Neulich zum Beispiel, als dieser notgeile französische Bully immer wieder versucht hat, bei mir aufzureiten. Der Bully bekam erst mal einen Schwall Wasser ins Gesicht, danach war das Thema durch und ich konnte mich mit einem Seufzer der Erleichterung und einem bewundernden Blick zum Frauchen wieder meinen Hobbys zuwenden. Da ist doch in der Mensch-Hund-Beziehung auch für den Hund alles in Ordnung, oder? Ich jedenfalls kann nicht behaupten, dass ihr deutliches Auftreten und manchmal sogar eine gewisse Körperlichkeit, wie ein Rempler, unsere Beziehung in irgendeiner Weise beeinträchtigt haben.

Buhmann & Pauschalitäten

Aber in dieser Diskussion muss man ja nicht mal so weit gehen, um als Buhmann zu gelten. Es reicht ja schon ein Halsband. Ja, Ihr habt richtig gehört. Vom schönen Chiemsee schwappen Wellen herüber, die behaupten, dass Hund tote Augen bekommt, wenn er am Halsband geführt wird. Es reicht also in manchen Kreisen, dass Hund ein normales breites (!) Halsband trägt, um den Besitzer als „Brutalo" abzustempeln. Wenn ich mir dann meine unzähligen Artgenossen anschaue, die an absolut schlecht sitzenden Geschirren geführt werden, muss ich mich schon wundern und stelle fest, dass auch dieses Thema oft mehr ideologisch als anhand von Tatsachen bewertet wird. Und ­seien wir mal ehrlich: dass die meisten Geschirre schlecht sitzen und für den Hund wesentlich schädlicher sind als ein breites, gepolstertes Halsband, ist oft schon auf 100 Meter Entfernung zu sehen, und der daraus resultierende Schaden wird auch von den meisten Physiotherapeuten bestätigt. Und trotzdem gilt oft derjenige, der seinen Hund am Geschirr führt, ­pauschal als gewaltfreier als der Halsband-Nutzer. Das alleine zeigt doch, wie selbstherrlich die Diskussion (von beiden Seiten) geführt wird und wie fern sie oft der ­Realität ist.

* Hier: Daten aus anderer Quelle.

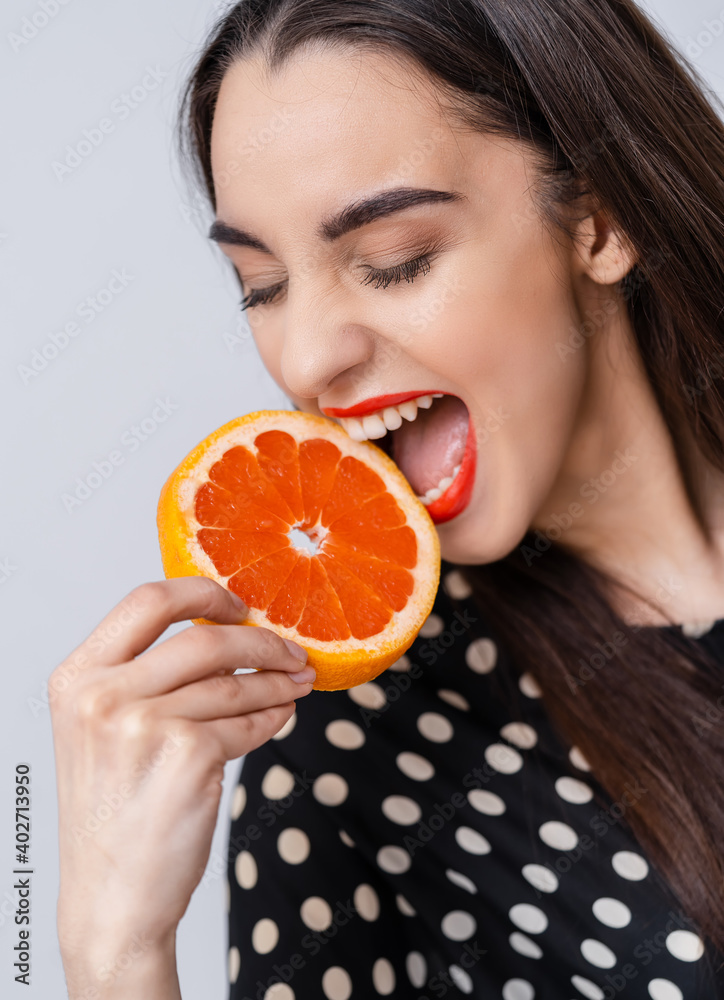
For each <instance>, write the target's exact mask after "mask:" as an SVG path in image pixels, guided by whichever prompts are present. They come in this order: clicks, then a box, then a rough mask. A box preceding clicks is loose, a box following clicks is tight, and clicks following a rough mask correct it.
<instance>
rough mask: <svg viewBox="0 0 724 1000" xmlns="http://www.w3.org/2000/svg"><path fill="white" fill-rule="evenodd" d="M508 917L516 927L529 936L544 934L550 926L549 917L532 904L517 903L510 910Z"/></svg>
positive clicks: (540, 910) (538, 908) (508, 914)
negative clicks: (518, 928) (533, 905)
mask: <svg viewBox="0 0 724 1000" xmlns="http://www.w3.org/2000/svg"><path fill="white" fill-rule="evenodd" d="M508 916H509V917H510V919H511V920H512V921H513V923H514V924H515V926H516V927H520V929H521V930H522V931H526V932H527V933H528V934H542V933H543V931H544V930H545V929H546V927H547V926H548V917H547V916H546V915H545V913H544V912H543V910H541V909H540V908H539V907H537V906H533V904H532V903H516V904H515V906H511V908H510V909H509V910H508Z"/></svg>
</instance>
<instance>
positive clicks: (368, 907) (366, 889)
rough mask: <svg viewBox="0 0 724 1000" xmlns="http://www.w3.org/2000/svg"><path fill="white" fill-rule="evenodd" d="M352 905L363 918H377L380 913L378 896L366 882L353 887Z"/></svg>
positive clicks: (375, 892) (371, 918) (364, 918)
mask: <svg viewBox="0 0 724 1000" xmlns="http://www.w3.org/2000/svg"><path fill="white" fill-rule="evenodd" d="M354 905H355V909H356V910H357V912H358V913H359V915H360V916H361V917H362V919H363V920H377V918H378V917H379V915H380V900H379V896H378V895H377V893H376V892H375V890H374V889H373V888H372V886H371V885H368V884H367V883H366V882H363V883H362V884H361V885H358V886H357V888H356V889H355V891H354Z"/></svg>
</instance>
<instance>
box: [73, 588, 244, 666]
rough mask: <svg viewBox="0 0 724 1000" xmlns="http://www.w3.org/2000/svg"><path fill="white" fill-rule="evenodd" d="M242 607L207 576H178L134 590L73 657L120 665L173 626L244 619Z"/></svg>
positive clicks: (151, 643)
mask: <svg viewBox="0 0 724 1000" xmlns="http://www.w3.org/2000/svg"><path fill="white" fill-rule="evenodd" d="M248 610H249V609H248V608H247V607H246V605H245V604H244V603H243V601H241V599H240V598H238V597H237V596H236V595H235V594H232V593H231V591H228V590H227V589H226V588H225V587H222V586H221V584H220V583H217V582H216V580H212V579H211V578H210V577H208V576H179V577H176V578H175V579H172V580H153V581H150V582H148V583H142V584H140V586H138V587H135V588H134V589H133V590H132V591H130V593H129V594H127V595H126V597H124V598H123V600H122V601H120V602H119V603H118V604H117V605H116V606H115V607H114V608H113V609H112V610H111V611H109V613H108V614H107V615H106V617H105V618H104V619H103V620H102V621H101V622H100V623H99V624H98V625H97V626H96V627H95V628H94V629H93V631H92V632H91V634H90V635H89V636H88V638H87V639H85V640H84V641H83V642H82V643H81V644H80V646H78V647H77V648H76V649H75V650H74V651H73V653H72V654H71V658H73V657H75V658H78V657H82V658H83V659H84V661H86V662H88V663H89V665H96V666H98V665H102V664H105V665H106V666H118V665H119V664H121V663H126V662H128V660H132V659H133V658H134V657H135V656H138V654H139V653H142V652H143V651H144V650H145V649H147V648H148V647H149V646H150V645H151V644H152V643H153V642H155V641H156V639H158V637H159V636H160V635H162V634H163V633H164V632H165V630H166V629H167V628H168V626H169V625H171V624H172V623H173V622H180V621H185V620H186V619H189V618H206V619H208V620H209V621H213V622H219V623H220V624H224V625H233V624H234V623H238V622H241V621H243V620H244V618H245V617H246V615H247V613H248Z"/></svg>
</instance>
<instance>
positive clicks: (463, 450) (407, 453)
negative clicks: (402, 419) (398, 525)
mask: <svg viewBox="0 0 724 1000" xmlns="http://www.w3.org/2000/svg"><path fill="white" fill-rule="evenodd" d="M391 433H392V458H393V460H394V462H395V463H396V464H397V466H398V468H399V469H400V471H401V472H402V474H403V475H404V476H405V478H406V479H407V481H408V482H409V484H410V486H412V488H413V490H414V491H415V493H416V494H417V495H418V496H424V495H425V493H426V492H427V491H428V490H431V489H433V487H436V486H437V485H438V483H439V482H440V480H441V479H445V478H446V477H447V476H452V474H453V469H454V468H455V466H456V465H460V463H461V462H462V460H463V453H464V451H465V438H466V437H467V433H468V408H467V406H466V405H465V403H463V401H462V400H461V399H458V398H457V396H443V397H442V398H440V399H435V400H433V404H432V406H431V407H430V409H429V410H423V409H418V411H417V416H416V417H415V419H414V420H413V421H412V422H411V423H410V421H408V420H403V422H402V426H401V427H399V428H398V429H397V430H396V431H392V432H391Z"/></svg>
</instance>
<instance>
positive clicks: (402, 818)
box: [382, 795, 422, 826]
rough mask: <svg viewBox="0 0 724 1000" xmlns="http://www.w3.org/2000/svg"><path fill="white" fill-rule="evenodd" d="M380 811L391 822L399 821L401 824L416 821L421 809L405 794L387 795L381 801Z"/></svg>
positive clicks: (409, 824) (406, 824)
mask: <svg viewBox="0 0 724 1000" xmlns="http://www.w3.org/2000/svg"><path fill="white" fill-rule="evenodd" d="M382 812H383V813H384V814H385V816H386V817H387V818H388V819H389V820H391V821H392V822H393V823H400V824H401V825H402V826H409V825H410V824H411V823H418V822H419V821H420V817H421V816H422V809H420V807H419V806H418V804H417V802H415V801H413V799H409V798H408V797H407V796H406V795H388V796H387V798H386V799H384V800H383V802H382Z"/></svg>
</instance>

Wo ist denn bitte der gesunde Mittelweg? Und wo ist das Bauchgefühl? Wenn ich mir als Hund mal den Großteil der Hundehalter anschaue, dann ist es offenbar heutzutage wichtiger, blind irgendwelchen Ideologien (am besten mit eingetragenem Warenzeichen) hinterher zu rennen, als der Intuition zu folgen und sich vor allem an der Biologie des Hundes und am Umgang der Hunde unter­einander zu orientieren. Was für den einen Hund gut ist, muss es für den anderen noch lange nicht sein – siehe Piccolo und ich. Da spielen einfach die Individualität und der Charakter des Hundes und seine Persönlichkeit eine zu große Rolle. Auch Günes würde übrigens mit Piccolo nie so umgehen, wie sie es mit mir tut …

Also Mensch, hör doch endlich auf, abstruse Grabenkämpfe zu führen, und fang an, Dich mit Deinem Hund auseinanderzusetzen und aus ihm einen alltagstauglichen Begleiter mit so vielen Grenzen und Regeln wie nötig und so viel Freiheit wie möglich zu machen! Wie weiter oben erwähnt, bedingt Ersteres ja auch das Letztere.

Wichtig dabei sind Konsequenz, Gerechtigkeit, Berechenbarkeit, Vertrauen und manchmal bzw. bei manchen Hunden eben auch klare Abbruchsignale, die – solange die ersten vier Punkte erfüllt sind – sicherlich nicht zu einem Vertrauensbruch zwischen Mensch und Hund führen. Das tun sie ja unter Hunden auch nicht!

Peace, Ihr Herr Meier

PS: Dass ein deutliches Auftreten in diesem Fall nichts mit Brutalität oder Tierschutzrelevanz zu tun hat, muss hoffentlich nicht extra erwähnt werden – sicherheitshalber tue ich es aber doch.